At seven years old I walked into a local CVS store down the street from my house and fell in love with a 3 x 5 inch Lisa Frank notebook (any 90s kid, girls in particular remember her). There was a bear on the cover and it was shiny, bright and, dare I admit, a bit gaudy. In other words, it was simply beautiful. It also cost about three dollars. So I went home and counted all the change I had until I knew there were enough quarters, nickels, dimes and pennies–so many pennies–to cover it all. Once I went back to the store, dropped my change on the counter, and bought the notebook, I was content. This was the beginning of my journaling experience. I wrote everything across the purple pages in youthful spelling: where I went, people who came over, TV shows I liked, my obsession with Mary-Kate and Ashley, the list goes on. Over the past 14 years (wow I sound old) I filled up 17 journals and notebooks, the last of which I have written in sparingly during my 4 years of college because I was too busy to keep up with daily or weekly accounts (although I do have a good amount of journaling on my computer where it was much easier and faster to write out my day). I know each one by cover, what period of my life it holds, where I bought it, who gave it to me if it was a present, and major things that unfold between the pages. At a time when I couldn’t imagine not feeling the way I felt at the moment, it’s so nice to go back and read through them and see what I thought about life and what I was going through.

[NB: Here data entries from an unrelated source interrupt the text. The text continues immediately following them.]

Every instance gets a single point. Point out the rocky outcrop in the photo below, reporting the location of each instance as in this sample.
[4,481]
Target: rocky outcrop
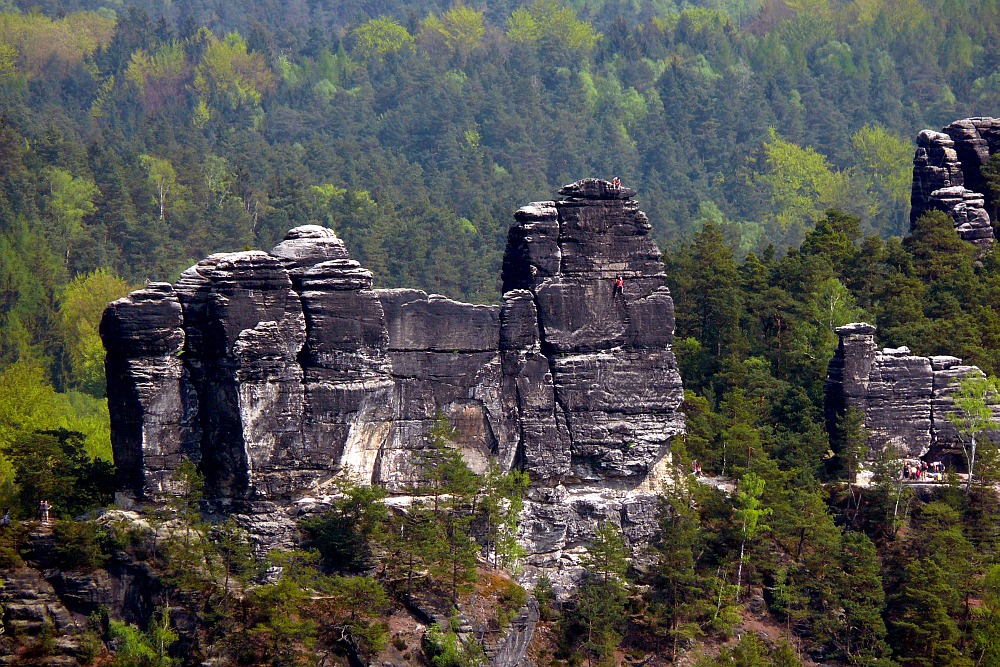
[947,175]
[904,398]
[280,372]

Some people name their journals, as Anne Frank so famously named her diary “Kitty.” I often would just write Dear Diary at the start of my entries for the first few years, then I eventually began to simply write the date and begin jotting words. Halfway through high school I named mine Kassi, short for Kassiopeia, a celestial queen whose name in Greek means “she whose words excel.”
I glued a few pictures and newspaper clippings into some over time, and a couple I decorated with doodles or colorful page numbers. While I have gotten older and the pace of life has vigorously increased, I still find it relaxing and necessary to write out things about my life or events that take place. It’s therapeutic in a way that few things are and extremely intimate, as writing challenges you to be honest with yourself above all else, even if you can’t be with another person. The more you write, the more comfortable I”m sure you will be with sharing your ideas.
Although these books contain personal thoughts and muses I’d like to think that if I one day become well-known they can be a clue to help biographers learn a little more about me. And at the very least, they’ll be proof to my children that I was once a young kid too. It’s also nice to see how far you’ve come and where you are today compared to where you thought you would be. It’s amazing what predictions we make about the future without realizing it, and how much of our beliefs and philosophies we share when we are just talking about an event or conversation in our mind.
If you haven’t tried keeping a journal before I would urge you to do so. It’s very helpful and a lot of fun, and especially liberating if you are going through a particularly exciting or rough period of life. You don’t have to keep them by hand like I do, many people keep diaries online or on a word processing program as I have the past few years. It’s much faster for a busy lifestyle, however nothing beats good ol’ pen and paper!